Joel Maher ( :jmaher ) (UTC -8)

Comment 1

•

5 years ago

a few questions:

if this is a cron job, how do we know if this wasn't done manually?
will there be any manual bisection expected
what if there was jobs backfilled from a previous cronjob? Will we double backfill and generate 2x as much data - how can we prevent that?
what about inbound vs autoland? what about beta alerts?

I think we can limit this to:

regressions only (not improvements)
all platforms, but maybe limit android to 100/day
5%+ regressions only
pick up to 3 jobs to backfill from a given summary

I think it wouldn't be hard to execute a taskcluster backfill action for a given job/revision from a cronjob or from inside of treeherder when we generate the alerts. I like the cronjob better as it gives a chance to allow for other alerts to come in and help focus on specific alerts instead of picking up every random alert. An hourly cron that looks at alerts generated at least an hour ago that haven't issued a backfill. Ideally marking the alerts table to indicate a backfill was issued.

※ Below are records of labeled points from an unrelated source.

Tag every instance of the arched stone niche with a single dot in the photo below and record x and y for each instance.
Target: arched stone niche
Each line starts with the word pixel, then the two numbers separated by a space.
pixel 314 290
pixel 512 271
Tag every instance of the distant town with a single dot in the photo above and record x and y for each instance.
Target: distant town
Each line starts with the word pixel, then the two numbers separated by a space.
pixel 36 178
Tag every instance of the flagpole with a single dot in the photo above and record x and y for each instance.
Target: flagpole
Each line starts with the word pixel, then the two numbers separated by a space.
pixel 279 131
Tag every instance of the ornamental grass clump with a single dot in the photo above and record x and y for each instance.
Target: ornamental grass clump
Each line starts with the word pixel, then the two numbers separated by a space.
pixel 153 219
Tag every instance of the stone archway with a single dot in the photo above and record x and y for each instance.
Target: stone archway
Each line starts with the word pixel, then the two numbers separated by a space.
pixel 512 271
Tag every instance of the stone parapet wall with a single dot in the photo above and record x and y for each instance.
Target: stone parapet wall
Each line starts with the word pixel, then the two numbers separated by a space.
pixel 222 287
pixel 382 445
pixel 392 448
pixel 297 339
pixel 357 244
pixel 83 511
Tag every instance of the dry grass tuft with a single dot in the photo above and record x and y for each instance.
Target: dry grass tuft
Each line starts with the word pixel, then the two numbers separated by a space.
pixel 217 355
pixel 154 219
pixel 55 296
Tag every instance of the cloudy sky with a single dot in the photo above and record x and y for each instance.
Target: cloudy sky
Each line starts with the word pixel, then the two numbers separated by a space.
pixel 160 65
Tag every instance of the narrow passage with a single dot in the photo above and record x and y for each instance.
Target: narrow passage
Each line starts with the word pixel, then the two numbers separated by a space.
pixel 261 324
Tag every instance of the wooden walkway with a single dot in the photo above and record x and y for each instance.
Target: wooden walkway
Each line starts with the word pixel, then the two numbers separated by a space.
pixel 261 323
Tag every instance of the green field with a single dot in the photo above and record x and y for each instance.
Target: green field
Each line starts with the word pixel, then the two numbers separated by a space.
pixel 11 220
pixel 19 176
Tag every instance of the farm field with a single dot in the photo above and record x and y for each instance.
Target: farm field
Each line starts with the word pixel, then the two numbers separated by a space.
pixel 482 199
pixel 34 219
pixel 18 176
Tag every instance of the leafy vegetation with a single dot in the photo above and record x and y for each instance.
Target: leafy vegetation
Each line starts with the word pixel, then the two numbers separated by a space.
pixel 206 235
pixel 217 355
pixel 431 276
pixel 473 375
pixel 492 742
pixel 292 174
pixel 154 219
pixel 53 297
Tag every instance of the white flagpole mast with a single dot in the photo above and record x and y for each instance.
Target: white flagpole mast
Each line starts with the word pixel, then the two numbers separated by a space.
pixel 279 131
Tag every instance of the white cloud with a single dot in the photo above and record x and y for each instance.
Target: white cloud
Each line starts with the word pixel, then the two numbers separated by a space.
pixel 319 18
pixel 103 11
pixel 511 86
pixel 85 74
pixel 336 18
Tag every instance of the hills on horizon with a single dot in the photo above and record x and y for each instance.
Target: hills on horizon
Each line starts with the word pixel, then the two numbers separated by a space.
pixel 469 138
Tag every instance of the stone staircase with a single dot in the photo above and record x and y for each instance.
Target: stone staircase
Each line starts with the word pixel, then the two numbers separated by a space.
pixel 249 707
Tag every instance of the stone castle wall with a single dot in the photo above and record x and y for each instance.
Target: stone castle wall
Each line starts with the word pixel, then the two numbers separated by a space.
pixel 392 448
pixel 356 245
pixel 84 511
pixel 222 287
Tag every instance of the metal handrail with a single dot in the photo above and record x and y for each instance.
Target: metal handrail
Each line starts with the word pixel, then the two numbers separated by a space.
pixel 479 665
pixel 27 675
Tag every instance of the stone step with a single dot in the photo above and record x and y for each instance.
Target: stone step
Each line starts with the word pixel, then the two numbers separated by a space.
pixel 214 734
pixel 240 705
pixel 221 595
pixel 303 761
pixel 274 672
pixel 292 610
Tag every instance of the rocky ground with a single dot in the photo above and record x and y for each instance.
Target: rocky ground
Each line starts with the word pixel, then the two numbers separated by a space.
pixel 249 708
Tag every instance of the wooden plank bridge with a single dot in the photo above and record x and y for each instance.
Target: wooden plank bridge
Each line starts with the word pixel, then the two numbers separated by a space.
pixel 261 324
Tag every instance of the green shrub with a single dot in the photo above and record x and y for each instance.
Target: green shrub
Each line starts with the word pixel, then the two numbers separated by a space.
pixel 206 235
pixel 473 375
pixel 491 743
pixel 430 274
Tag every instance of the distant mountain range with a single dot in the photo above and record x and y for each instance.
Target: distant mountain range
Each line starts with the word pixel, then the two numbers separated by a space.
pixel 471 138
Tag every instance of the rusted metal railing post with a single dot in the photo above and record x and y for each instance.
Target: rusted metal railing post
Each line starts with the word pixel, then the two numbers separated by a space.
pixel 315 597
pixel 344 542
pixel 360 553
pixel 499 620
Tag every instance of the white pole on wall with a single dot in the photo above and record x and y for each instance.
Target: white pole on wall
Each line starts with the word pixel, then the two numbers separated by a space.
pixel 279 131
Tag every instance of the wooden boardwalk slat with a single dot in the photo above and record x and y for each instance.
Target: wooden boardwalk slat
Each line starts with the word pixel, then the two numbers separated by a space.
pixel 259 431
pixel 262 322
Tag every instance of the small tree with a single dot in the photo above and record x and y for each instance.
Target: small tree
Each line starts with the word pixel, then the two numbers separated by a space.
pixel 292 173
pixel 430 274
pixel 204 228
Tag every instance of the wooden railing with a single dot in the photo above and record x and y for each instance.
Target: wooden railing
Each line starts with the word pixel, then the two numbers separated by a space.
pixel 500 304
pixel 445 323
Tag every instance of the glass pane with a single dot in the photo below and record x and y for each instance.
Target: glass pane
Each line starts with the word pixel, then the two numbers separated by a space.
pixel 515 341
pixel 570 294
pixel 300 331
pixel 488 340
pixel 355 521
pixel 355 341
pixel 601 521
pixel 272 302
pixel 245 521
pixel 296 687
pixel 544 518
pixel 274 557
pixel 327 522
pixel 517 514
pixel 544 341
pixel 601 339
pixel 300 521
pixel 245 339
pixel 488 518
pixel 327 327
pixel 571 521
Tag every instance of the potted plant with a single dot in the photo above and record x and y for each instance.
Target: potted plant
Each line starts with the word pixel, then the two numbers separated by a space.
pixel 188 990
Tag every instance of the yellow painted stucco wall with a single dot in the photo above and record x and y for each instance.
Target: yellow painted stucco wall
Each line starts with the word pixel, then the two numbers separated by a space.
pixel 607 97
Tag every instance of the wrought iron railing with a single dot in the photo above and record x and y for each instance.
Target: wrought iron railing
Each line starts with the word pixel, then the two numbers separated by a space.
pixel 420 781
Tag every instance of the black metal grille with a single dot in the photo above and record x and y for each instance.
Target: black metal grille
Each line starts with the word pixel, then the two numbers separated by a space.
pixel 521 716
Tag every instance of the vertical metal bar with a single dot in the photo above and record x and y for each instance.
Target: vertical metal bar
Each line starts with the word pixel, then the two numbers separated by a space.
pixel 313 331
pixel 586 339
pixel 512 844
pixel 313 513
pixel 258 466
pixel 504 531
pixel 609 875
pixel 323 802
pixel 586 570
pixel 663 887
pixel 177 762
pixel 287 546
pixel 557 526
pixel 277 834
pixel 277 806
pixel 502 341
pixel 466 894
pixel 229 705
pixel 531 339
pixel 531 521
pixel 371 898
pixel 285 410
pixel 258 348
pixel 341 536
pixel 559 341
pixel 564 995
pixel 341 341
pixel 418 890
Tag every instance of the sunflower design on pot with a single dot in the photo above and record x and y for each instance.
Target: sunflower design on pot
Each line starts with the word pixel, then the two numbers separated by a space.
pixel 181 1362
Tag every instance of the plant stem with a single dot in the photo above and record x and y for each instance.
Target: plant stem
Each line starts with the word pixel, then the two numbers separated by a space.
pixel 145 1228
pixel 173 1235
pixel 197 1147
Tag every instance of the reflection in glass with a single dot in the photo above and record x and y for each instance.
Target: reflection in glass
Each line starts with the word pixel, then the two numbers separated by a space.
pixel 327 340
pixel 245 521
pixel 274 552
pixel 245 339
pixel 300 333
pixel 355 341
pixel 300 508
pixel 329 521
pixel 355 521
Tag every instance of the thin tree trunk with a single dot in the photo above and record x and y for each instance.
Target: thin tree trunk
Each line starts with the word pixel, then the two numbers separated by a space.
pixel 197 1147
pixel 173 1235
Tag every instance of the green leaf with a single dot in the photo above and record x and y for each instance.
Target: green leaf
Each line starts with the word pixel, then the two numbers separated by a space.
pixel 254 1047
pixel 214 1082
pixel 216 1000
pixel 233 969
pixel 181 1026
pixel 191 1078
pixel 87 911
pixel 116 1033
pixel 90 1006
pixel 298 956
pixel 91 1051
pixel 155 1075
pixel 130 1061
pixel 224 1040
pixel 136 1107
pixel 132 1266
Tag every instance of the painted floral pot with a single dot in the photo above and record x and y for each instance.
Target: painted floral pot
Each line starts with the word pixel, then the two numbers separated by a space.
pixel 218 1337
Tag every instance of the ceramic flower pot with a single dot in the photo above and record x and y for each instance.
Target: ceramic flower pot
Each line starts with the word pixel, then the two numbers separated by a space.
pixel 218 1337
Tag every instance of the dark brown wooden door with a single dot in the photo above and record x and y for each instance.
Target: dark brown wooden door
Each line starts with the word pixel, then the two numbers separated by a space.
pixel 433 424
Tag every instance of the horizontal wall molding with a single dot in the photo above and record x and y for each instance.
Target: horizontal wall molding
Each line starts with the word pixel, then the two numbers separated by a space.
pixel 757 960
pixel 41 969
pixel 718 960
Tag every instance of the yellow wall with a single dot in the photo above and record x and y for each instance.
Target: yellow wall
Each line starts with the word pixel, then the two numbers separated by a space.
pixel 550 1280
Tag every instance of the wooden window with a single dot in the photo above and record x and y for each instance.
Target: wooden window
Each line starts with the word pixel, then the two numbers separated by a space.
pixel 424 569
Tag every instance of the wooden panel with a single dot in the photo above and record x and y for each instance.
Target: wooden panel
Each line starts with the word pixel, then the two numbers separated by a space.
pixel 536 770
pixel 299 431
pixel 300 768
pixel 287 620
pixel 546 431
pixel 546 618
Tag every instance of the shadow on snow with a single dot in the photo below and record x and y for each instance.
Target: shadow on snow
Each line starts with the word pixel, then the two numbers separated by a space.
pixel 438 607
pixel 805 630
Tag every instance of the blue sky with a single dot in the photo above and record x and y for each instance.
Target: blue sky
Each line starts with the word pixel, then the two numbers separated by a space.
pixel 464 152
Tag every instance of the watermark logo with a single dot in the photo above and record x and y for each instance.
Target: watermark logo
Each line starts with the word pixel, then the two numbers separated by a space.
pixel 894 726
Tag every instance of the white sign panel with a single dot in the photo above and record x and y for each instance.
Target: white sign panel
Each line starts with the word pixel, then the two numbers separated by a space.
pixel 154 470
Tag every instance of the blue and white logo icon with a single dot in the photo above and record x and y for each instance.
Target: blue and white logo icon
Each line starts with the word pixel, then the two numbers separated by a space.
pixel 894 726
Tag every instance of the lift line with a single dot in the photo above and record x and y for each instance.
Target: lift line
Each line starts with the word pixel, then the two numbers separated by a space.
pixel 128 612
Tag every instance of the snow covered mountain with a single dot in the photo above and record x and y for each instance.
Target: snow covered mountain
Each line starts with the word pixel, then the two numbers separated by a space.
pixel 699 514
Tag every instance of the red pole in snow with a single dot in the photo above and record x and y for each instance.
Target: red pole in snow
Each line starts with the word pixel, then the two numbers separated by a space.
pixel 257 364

A few exceptions I can think of which will cause missing data and require manual backfilling/work:

backfill job fails to execute (timed out, infra, bad params)
builds/jobs fail to execute, net result no data

Before doing this, having metrics of number of jobs executed as backfill would be useful to know- then we could track the cost of backfilling and efficiency of a script doing it vs a human.